We do not stand alone in this struggle. In Alaska, 300-400 moose are killed annually on roadways. In response, the State of Alaska has developed a “moose recovery program” through which the state partners with churches and community organizations to salvage moose meat from automobile accidents and distribute it to the poor. I learned of this program through Rev. Michael Yost, a friend who is a Minister in the Church of the Nazarene in Eagle River, Alaska, and whose church participates in the program. Here is how it works. When a moose is struck on a roadway, the local authorities immediately call one of many organizations on a list (often at 2:00 or 3:00 am) who in turn salvage undamaged meat within an hour, process it into ground meat, and freeze it so that it may be distributed to those in need.

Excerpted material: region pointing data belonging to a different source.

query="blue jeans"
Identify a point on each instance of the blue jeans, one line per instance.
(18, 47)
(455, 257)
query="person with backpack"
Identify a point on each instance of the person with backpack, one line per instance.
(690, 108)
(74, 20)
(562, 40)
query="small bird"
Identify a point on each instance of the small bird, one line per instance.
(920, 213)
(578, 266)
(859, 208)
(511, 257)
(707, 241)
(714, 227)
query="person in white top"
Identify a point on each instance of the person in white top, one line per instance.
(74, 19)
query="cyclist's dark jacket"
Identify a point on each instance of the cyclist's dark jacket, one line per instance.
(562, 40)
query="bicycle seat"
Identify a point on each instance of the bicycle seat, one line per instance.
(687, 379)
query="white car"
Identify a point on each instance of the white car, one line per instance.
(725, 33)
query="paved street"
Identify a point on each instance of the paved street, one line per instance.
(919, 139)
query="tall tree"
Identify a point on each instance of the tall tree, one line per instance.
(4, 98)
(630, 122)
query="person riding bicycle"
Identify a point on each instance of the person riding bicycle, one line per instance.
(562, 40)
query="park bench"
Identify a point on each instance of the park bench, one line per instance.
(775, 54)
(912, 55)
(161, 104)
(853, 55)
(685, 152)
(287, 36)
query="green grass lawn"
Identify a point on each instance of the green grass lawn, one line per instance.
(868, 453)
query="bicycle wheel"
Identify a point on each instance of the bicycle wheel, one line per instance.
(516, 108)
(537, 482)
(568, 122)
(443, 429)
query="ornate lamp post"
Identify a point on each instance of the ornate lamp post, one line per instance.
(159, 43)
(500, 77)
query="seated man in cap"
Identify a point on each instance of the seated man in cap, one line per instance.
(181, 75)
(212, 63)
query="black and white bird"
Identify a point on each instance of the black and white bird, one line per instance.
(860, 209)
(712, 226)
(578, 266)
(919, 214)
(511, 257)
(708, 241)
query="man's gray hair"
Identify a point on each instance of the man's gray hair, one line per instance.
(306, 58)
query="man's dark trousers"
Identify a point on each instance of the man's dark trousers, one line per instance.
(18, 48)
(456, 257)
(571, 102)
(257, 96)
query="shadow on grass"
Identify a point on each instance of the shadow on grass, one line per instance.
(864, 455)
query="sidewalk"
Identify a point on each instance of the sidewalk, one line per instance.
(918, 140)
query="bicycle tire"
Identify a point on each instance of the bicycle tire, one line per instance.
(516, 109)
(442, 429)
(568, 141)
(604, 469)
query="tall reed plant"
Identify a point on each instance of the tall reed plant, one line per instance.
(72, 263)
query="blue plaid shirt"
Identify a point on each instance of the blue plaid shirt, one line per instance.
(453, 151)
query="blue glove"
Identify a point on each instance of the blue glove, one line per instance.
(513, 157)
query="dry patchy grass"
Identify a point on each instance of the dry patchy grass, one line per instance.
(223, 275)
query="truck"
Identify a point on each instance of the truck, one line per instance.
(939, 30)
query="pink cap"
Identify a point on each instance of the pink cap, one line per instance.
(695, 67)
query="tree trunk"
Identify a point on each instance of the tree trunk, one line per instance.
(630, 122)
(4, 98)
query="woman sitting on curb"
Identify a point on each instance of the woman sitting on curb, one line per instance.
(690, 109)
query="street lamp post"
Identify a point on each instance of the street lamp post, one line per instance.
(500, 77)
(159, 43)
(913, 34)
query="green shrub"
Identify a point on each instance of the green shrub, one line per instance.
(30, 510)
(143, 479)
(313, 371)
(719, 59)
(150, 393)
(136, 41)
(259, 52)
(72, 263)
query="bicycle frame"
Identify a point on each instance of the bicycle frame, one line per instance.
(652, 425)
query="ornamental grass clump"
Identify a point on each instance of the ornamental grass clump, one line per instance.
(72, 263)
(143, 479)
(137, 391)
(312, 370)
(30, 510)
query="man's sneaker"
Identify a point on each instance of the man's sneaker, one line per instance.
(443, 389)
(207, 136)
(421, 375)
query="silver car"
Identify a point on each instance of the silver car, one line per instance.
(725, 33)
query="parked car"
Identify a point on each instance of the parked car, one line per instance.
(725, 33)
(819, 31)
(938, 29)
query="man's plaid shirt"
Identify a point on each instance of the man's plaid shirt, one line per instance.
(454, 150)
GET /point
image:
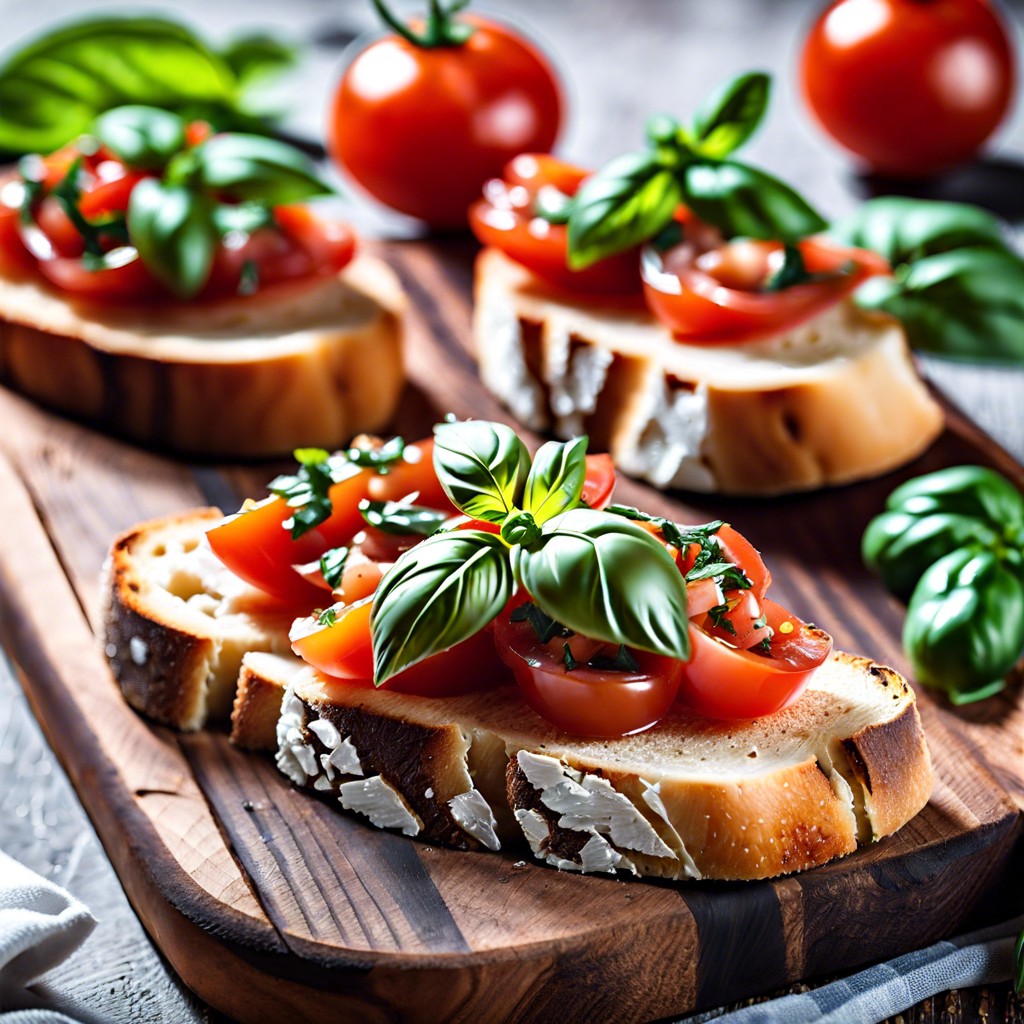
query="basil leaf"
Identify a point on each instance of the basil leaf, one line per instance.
(481, 466)
(742, 201)
(141, 136)
(626, 203)
(53, 88)
(438, 594)
(964, 304)
(907, 229)
(965, 625)
(256, 168)
(609, 581)
(556, 479)
(732, 114)
(256, 56)
(173, 230)
(393, 517)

I must admit that my first response to this program was one of suspicion. Having seen and smelled the bloated corpses of deer on our own roadways, I was hesitant to imagine anyone eating this meat. However, I was quickly reminded that subzero temperatures make it much more practical to harvest the meat from the roadside.

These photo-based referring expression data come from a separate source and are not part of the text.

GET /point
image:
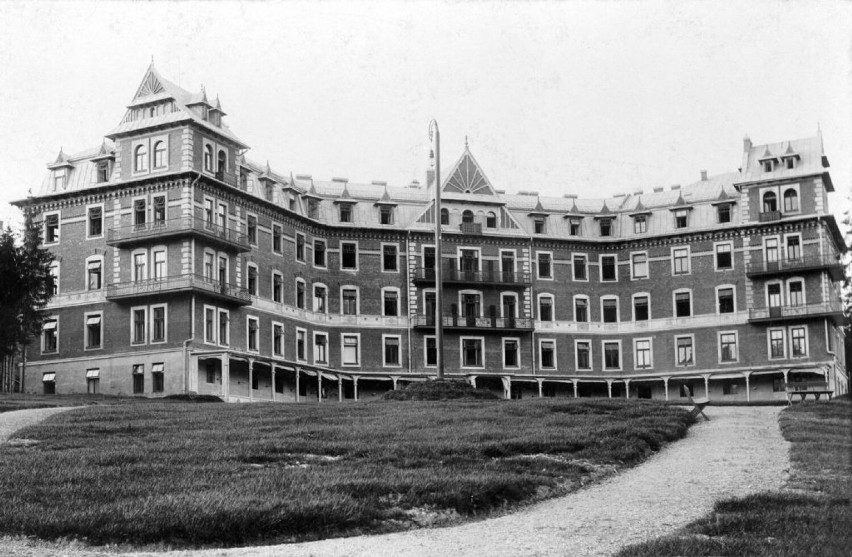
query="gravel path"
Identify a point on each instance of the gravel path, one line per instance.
(740, 451)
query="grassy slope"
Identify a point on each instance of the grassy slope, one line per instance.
(813, 518)
(236, 474)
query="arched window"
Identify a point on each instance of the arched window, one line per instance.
(159, 154)
(770, 202)
(140, 158)
(208, 158)
(490, 220)
(791, 201)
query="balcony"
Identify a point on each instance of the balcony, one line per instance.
(181, 226)
(791, 313)
(807, 262)
(460, 322)
(184, 283)
(490, 277)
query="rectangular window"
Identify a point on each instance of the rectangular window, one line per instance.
(726, 300)
(724, 259)
(640, 308)
(319, 253)
(639, 265)
(680, 261)
(609, 271)
(349, 356)
(348, 255)
(389, 258)
(683, 304)
(96, 222)
(684, 348)
(612, 355)
(642, 349)
(580, 268)
(584, 354)
(392, 355)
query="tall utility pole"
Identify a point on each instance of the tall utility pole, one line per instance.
(435, 137)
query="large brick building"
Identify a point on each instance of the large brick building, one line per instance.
(183, 266)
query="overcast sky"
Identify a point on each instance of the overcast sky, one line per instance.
(592, 98)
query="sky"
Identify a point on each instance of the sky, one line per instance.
(589, 98)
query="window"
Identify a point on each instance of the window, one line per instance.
(547, 354)
(642, 356)
(277, 233)
(724, 259)
(251, 279)
(641, 307)
(252, 326)
(583, 354)
(96, 222)
(320, 299)
(510, 353)
(385, 215)
(389, 258)
(350, 353)
(390, 303)
(639, 265)
(609, 310)
(725, 299)
(684, 351)
(471, 349)
(683, 304)
(579, 263)
(300, 247)
(545, 307)
(321, 348)
(681, 218)
(545, 269)
(798, 342)
(157, 383)
(391, 352)
(581, 309)
(791, 201)
(93, 330)
(776, 343)
(680, 261)
(349, 301)
(158, 323)
(723, 213)
(728, 347)
(140, 158)
(609, 268)
(277, 287)
(300, 293)
(348, 255)
(138, 379)
(612, 355)
(50, 336)
(51, 228)
(94, 274)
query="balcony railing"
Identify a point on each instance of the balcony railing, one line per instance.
(463, 322)
(136, 233)
(168, 285)
(808, 261)
(451, 275)
(786, 313)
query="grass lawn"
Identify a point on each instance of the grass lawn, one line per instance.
(814, 517)
(227, 474)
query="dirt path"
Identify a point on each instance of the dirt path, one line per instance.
(740, 451)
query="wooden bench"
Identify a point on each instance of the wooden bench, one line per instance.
(805, 388)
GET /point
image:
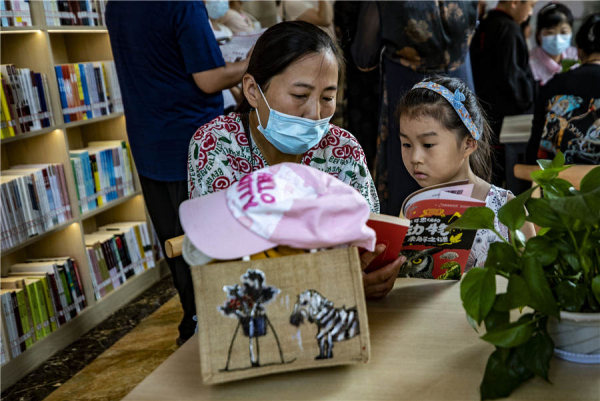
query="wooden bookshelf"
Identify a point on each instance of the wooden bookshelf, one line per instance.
(41, 47)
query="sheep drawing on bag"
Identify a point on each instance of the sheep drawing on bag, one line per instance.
(333, 324)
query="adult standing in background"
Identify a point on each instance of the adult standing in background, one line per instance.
(171, 74)
(419, 39)
(503, 79)
(567, 112)
(553, 33)
(319, 13)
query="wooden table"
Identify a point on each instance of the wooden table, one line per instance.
(422, 349)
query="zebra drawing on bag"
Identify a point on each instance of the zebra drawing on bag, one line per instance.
(333, 324)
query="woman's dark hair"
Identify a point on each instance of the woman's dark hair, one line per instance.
(588, 36)
(423, 102)
(283, 44)
(551, 15)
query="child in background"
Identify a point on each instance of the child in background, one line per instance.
(553, 34)
(445, 137)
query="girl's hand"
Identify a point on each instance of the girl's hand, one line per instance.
(378, 283)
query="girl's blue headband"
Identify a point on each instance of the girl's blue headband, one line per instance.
(455, 100)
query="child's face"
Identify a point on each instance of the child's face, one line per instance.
(431, 153)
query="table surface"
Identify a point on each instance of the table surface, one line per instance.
(516, 129)
(422, 348)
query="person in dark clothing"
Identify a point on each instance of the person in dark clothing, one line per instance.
(361, 113)
(171, 73)
(567, 113)
(418, 39)
(503, 79)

For churches, this feeding and recovery program is not only an opportunity to feed the poor. It represents much more. As Michael Pollan argues in “The Botany of Desire”, this ministry takes seriously the fact that human beings are not only observers of nature but that our actions and habits form and are formed by the plants and animals that are members of our communities. We are not just passive observers of God’s creation. Rather, when God graced the first humans with dominion over all of creation, we became integral participants in the constant cycle of re-creation which God put into place.
Unfortunately, as in the case of our deer and moose, we often fail at such a grand task. The reality is that our cities and rural communities have expanded to the point where many plants and animals have nowhere to go. We have forgotten that our communities include all of God’s creation.
This is why ministries like the moose recovery program are so vital for our churches to participate in and create. These are ways for us to begin to imagine redemption in the midst of the death and destruction that we find ourselves in. Rev. Yost says that “it is unfortunate that these animals have to die, but at the same time the death of the animal may mean life for someone else.” Ministries like these take seriously our failures and sins, while at the same time allowing God’s grace to work in spite of and in the midst of them.
Unfortunately, we do we do not have moose in North Carolina. However, all of our communities are touched by tragedy, hunger, and sickness. As a church, we are called to have resurrection-imaginations. We are called to dream of how our hope in the resurrection can be embodied in ways that can only happen with the grace of God.
How often do we stand like deer in headlights in the face of often overwhelming pain and suffering? How might we begin to evaluate our communities and imagine ways that the church can embody the redemption offered to us on the cross and in the resurrection?